Nodes are defined to be “ready” when all their dependencies have been added to the set processed. Notice that since we aim to have maximally large contiguous swathes of instructions on the same protocol, the problem of picking which node to execute next is equivalent to picking which protocol to execute; once a protocol is chosen, we’ll execute all ready nodes which are associated with that protocol.

The idea behind this algorithm is that we “regret” choosing to execute vertex $v$ on a particular protocol $P$ at time $t$ when some descendant $v’$ of $v$ is on protocol $P$, but has a dependency $d$ which is on a different protocol $P_d$ and was ready at time $t$ — that is, we could have chosen to execute $d$ at time $t$. By choosing $v$ at time $t$, we are forced to pause execution on protocol $P$ and switch to $P_d$ to evaluate $d$ before returning to $P$ to execute $v’$. To minimize this “regret”, when we have a choice of which protocol to choose next, we try to choose one which will resolve the greatest number of dependencies on other protocols.

Reordering performs a topological sort of the nodes; the main portion of the algorithm is the heuristic to determine which is the next node to process (FetchNext).

If we are currently on a certain protocol (lines 1-3), then we will complete any nodes that are ready on that protocol. If there are no nodes left, we choose the next protocol by determining which protocol will “free up” the most dependencies. Lines 5-8 find all the reachable nodes for each node in ready. Lines 9-12 compute protocols of all nodes that will be resolved if we process a certain protocol. Line 13 then selects the protocol which will resolve the greatest number of dependencies.

This is still a work in progress. We have an idea for a better heuristic which may even produce provably optimum solutions.

Evaluation

To rigorously evaluate our re-ordering heuristic, we made a mock-up of this problem at this Github Repo.

This Python code generates a random DAG and assigns a random protocol to each node. The code finds the optimal solution by brute-forcing every topological ordering of the nodes and finding the minimum number of protocol changes required; the limitation of these tests is that they are not very scalable and we could only realistically test on small DAG’s. We then compare this result to our heuristic and find the following “correctness” distribution:

error_histogram

Here, the error is defined by the number of swaps computed by our algorithm compared to the optimal solution. p is defined to be the probability of a DAG edge existing.

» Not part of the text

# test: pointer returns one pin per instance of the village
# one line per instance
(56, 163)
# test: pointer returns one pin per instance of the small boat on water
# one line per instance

From these results, we see that our heuristic gives an optimal solution for nearly 90% of the randomly generated graphs. We also estimate that the smallest approximation factor that describes our algorithm is ɑ=2, where our algorithm gives twice as many swaps as the optimal solution (number is obtained by a small adversarial example).

We also computed how the average percent error is affected by the connectivity of the DAG:

error_vs_p

These results seem to make sense; sparse graphs are rather uncomplicated and most solutions will already be optimal, and highly-connected graphs have a smaller space of possible topological sorts. It would be interesting to perform a more rigorous analysis of the algorithm to explain the empirical results.

We also tested our implementation on handwritten programs in the pre-circuit language, both based on existing benchmarks for cryptographic compilers and programs which mix multiple protocols in suboptimal orders. For each example, maximally large groupings were constructed.

An important task for future work is to test on more representative benchmarks. Existing benchmarks are small and do not use more than two cryptographic protocols, since most standard benchmarks are for cryptographic compilers which only support one protocol. However, these small programs make it difficult to demonstrate benefits of optimizations such as reordering.